I walked out of Pacific Rim before it ended. Before you assume that I did this out of solidarity for Rex Reed, who I sort of defended last week, let me say that the situation couldn’t be more different. Reed walked out of V/H/S/2 after twenty minutes; although my eyes were glazed over with boredom within that same time span, I waited another hour and a half before leaving Pacific Rim. A critic who abandons a movie in the first act reveals a lot about himself. I hope that one who leaves with only twenty minutes left in the movie says a lot about the film.
I didn’t want it to be this way. Like many in the industry, I was really rooting for Pacific Rim to be a critical and financial success. In a Hollywood gun-shy about financing any original properties, Guillermo del Toro, a well-respected fantasy filmmaker, was able to finagle $180 million to make his original story of an interplanetary battle between giant aliens and robots. If the movie is a success, studios might be willing to take a chance on other filmmakers with big, original ideas.

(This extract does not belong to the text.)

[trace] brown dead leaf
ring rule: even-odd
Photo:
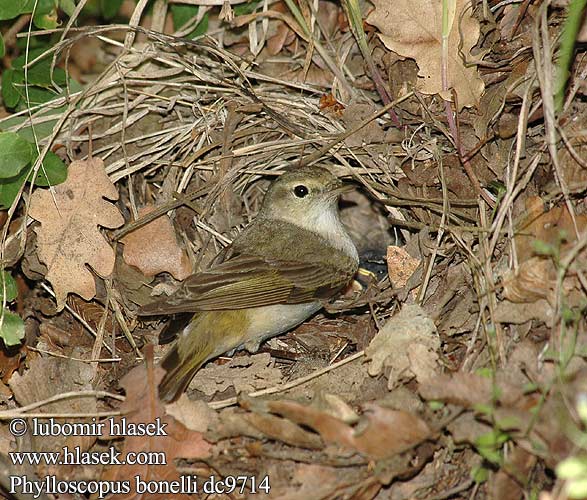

Except for one thing: Pacific Rim is not original. Technically, it is not based on another creative property, but it reeks of the awful poll-tested, studio-driven, creativity-sapping Hollywood system that is churning out generic action blockbusters at a higher rate than ever. To his credit, del Toro does create an original mythology: in the near future, aliens emerge from the bottom of the ocean, where they’ve been hiding since the time of the dinosaurs. They destroy a few cities before mankind creates giant robots to fight them, controlled by two humans whose minds link up when they are in the machines so they can function as one.
There is certainly a foundation for some original storytelling in there, but any hints of originality are buried beneath endless inconsequential explosions and one-note characters with ridiculous names. There is Raleigh Becket (Charlie Hunnam), who is mad because his brother died. He ends up working/flirting with Mako Mori, who is mad because her family died. They are supervised by Stacker Pentecost (Idris Elba), who is mad because…well, because he’s the boss, and the boss is always mad. Raleigh is one of the pilots in charge of driving the giant robots, and he screwed up once, so there are also a lot of other pilots who are mad at him. For good measure, we also get two nerdy scientists (Burn Gorman and Charlie Day, who is quickly turning into our generation’s Rick Moranis), who are always mad at each other.
To be fair to the filmmakers, all this anger has a purpose, as it fits the film’s ostensible theme of human triumph through community and collaboration; they have to be mad before they can get glad. Parties that start off hating each other end up working together. There are the scientists who put aside their differences to save the day, as well as the collaboration between nations that del Toro has spoken proudly of in interviews as an antidote to the typically jingoistic summer disaster movies. Then there is the whole concept of linking minds, which underlies the entire human defense of the planet.
It’s a nice idea, but the positive message gets overshadowed by the huge, destructive action sequences, a requisite for summer action movies these days. I wonder – what do we call a film that claims a message of community and harmony yet spends most of its time engaging in gleeful destruction? Inconsistent? Hypocritical? Or perfect for these times of hidden, bloodless warfare? Much like Man of Steel, World War Z, and Star Trek Into Darkness, millions die in Pacific Rim and only a couple have any impact at all. It’s the ultimate “who cares?” movie, putting lots of cool shit up on screen without bothering with that pesky little detail of creating a single, relatable character.
They may be fighting to save their own species, but Pacific Rim had me wishing for the end of the world, because then at least the movie would be over. Instead, I took matters into my own hands. I guess I simply cannot be impressed by special effects and explosions anymore. To answer the question asked in this post’s title, I walked out just before the final battle because I couldn’t take any more sound and fury that signified nothing.